Reengineering the Human Body
The EyeThe EarThe SpineThe BladderThe HipsThe ArmsThe KneesThe LegsThe Heart
Today’s biotech entrepreneurs are confronting medical conditions head-on with innovative technologies -- some changing the way new procedures are marketed, others looking to drive down health care costs altogether. From head to toe, here are some promising companies who are transforming the human body -- one organ at a time.
The aftermath of an eye surgery can often be a painful one -- possible infections loom, as well as blurred vision and inflammation. I-Therapeutix, based in Waltham, Massachusetts, developed the I-ZIP bandage, a hydrogel coating that offers a suture-free method for healing cataract incisions. The company, which closed a $15 million round of venture capital in June, also hopes to aid glaucoma patients by creating gel-like eyelid inserts that will administer medication automatically.

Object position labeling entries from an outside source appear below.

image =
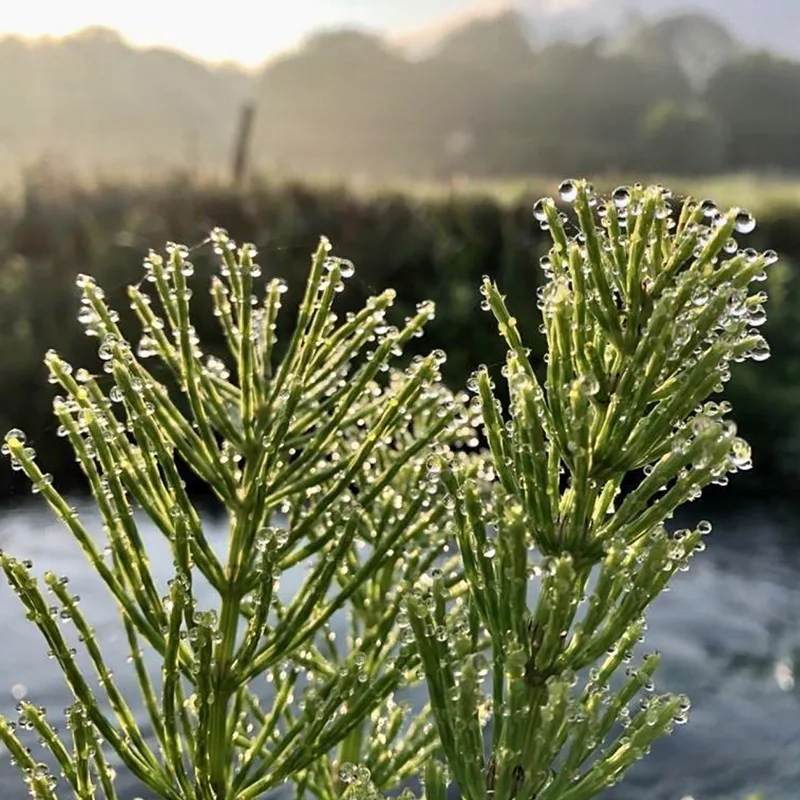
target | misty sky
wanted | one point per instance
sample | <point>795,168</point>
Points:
<point>247,31</point>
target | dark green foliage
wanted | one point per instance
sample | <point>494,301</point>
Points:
<point>426,249</point>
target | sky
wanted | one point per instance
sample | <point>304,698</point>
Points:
<point>247,31</point>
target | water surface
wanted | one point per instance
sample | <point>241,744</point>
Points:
<point>729,634</point>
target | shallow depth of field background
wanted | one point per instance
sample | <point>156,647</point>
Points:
<point>416,136</point>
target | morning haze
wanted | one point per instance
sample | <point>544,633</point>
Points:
<point>493,89</point>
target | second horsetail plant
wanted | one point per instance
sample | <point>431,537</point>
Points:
<point>325,455</point>
<point>320,458</point>
<point>643,315</point>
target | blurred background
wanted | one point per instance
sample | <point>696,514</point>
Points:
<point>416,135</point>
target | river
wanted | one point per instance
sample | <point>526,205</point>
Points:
<point>729,634</point>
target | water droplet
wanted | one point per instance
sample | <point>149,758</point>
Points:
<point>568,191</point>
<point>621,196</point>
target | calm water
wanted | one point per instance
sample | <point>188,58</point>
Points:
<point>729,634</point>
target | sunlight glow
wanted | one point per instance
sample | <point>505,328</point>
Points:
<point>247,31</point>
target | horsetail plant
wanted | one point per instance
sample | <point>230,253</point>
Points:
<point>320,458</point>
<point>643,315</point>
<point>324,454</point>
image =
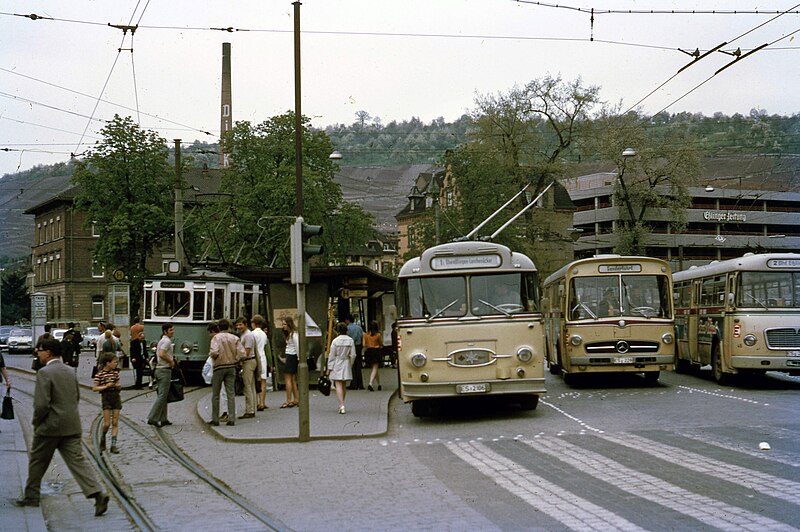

Many hearing aids are ungainly; their sound can be muffled by surrounding noise. The Lyric hearing aid created by Insound Media, of Newark, California, fits deep in the ear canal, close to the eardrum, and can be worn 24 hours a day for months at a time. In addition to the high-quality sound, the devices promise users worry-free showers and comfortable sleep. The company is experimenting with a subscription-revenue model that covers replacements, upgrades, and visits to the audiologist; Insound Media charges an annual fee of $1,650, compared to the one-time price tag of $2,000 for most other hearing aid models.
Hoping to become the first company to effectively treat spinal cord injury, InVivo Therapeutics, of Cambridge, Massachusetts, has developed a biodegradable polymer. The substance can be injected into the spinal cord and forms a "scaffold" that reduces cell death and helps to support and repair the spinal cord. If the treatment works, it could dramatically reduce the lifetime cost of caring for those suffering from paralysis, which can rise to more than $3 million per patient.
Interstitial cystitis – also known as painful bladder syndrome – has been known to drastically decrease a sufferer's quality of life. But developers at Taris Biomedical, in Lexington, Massachusetts, are hoping their treatment, a tiny "pretzel" made of silicone that floats in the bladder and releases local anesthetic, will help relieve the chronic pain and frequent urination patients endure. The company, which raised $15 million in June, hopes to begin trial treatments in early 2010.
Most effective osteoporosis treatments require daily hormone injections. MicroCHIPS of Bedford, Massachusetts, has created an implantable device that can deliver a drug dosage once a day, without fail, and can store as much as a year's worth of treatment in its reservoirs. The company, funded by a consortium of venture funds, hopes to build tiny "rescue" devices into its product that could sense low glucose levels in diabetics and even alert medical personnel to dangerously low levels of blood sugar.
Up to 75 percent of stroke survivors suffer from partial paralysis of an arm, and only 15 percent of them regain full control of their limbs through rehabilitation. So Charlestown, Massachusetts-based Myomo – through its new technology platform NeuroRobotics – created a bionic arm, which attaches to the paralyzed arm like a brace, and uses electronic feedback to help a patient regain movement in the affected muscles. The price will be $5,000 or less.
Knee-replacement surgery can be a painstaking process for both the patient and the surgeon. But rather than replacing an entire knee joint, ConforMIS has developed a procedure in which the joint can be scanned and "resurfaced," so that patient-specific problems can be addressed. Surgeons using the process can complete knee operations in 30 percent less time, the company says. With $80 million in funding, the Burlington, Massachusetts-based company also holds patents to apply the technology to the hip, ankle, and spine.
Arteries taken from one part of a patient's body during a surgical procedure to, say, remove a blood clot from the leg are sometimes damaged. In efforts to reduce the failure of artery grafts, Organovo, based in San Diego, is developing organ-printing technology that can create “tissue on demand” to rebuild blood vessels. The company’s bioprinter can produce three-dimensional patterns that grow into organs, providing surgeons with fresh blood vessels. Backed by a $5 million National Science Foundation grant, the company is planning to begin studies of the artificial tissue in lab animals this year.
The companies Corventis and Cardiac Concepts both aim to monitor the vitals of heart patients, so as to decrease post-operative heart failure. The AVIVO system by San Jose, California-based Corventis attaches to the chest like a large bandage, and transmits information wirelessly to doctors who are miles away, saving the patient money by reducing hospital visits. The fee for weekly service is about $400 to $700. Meanwhile, Cardiac Concepts, in Minnetonka, Minnesota, implants a device in the body that tracks changes in respiration; in particular, it is intended to prevent sleep apnea-induced heart problems. Think of it as a mechanical "nudge" from a bedmate when snoring too loudly.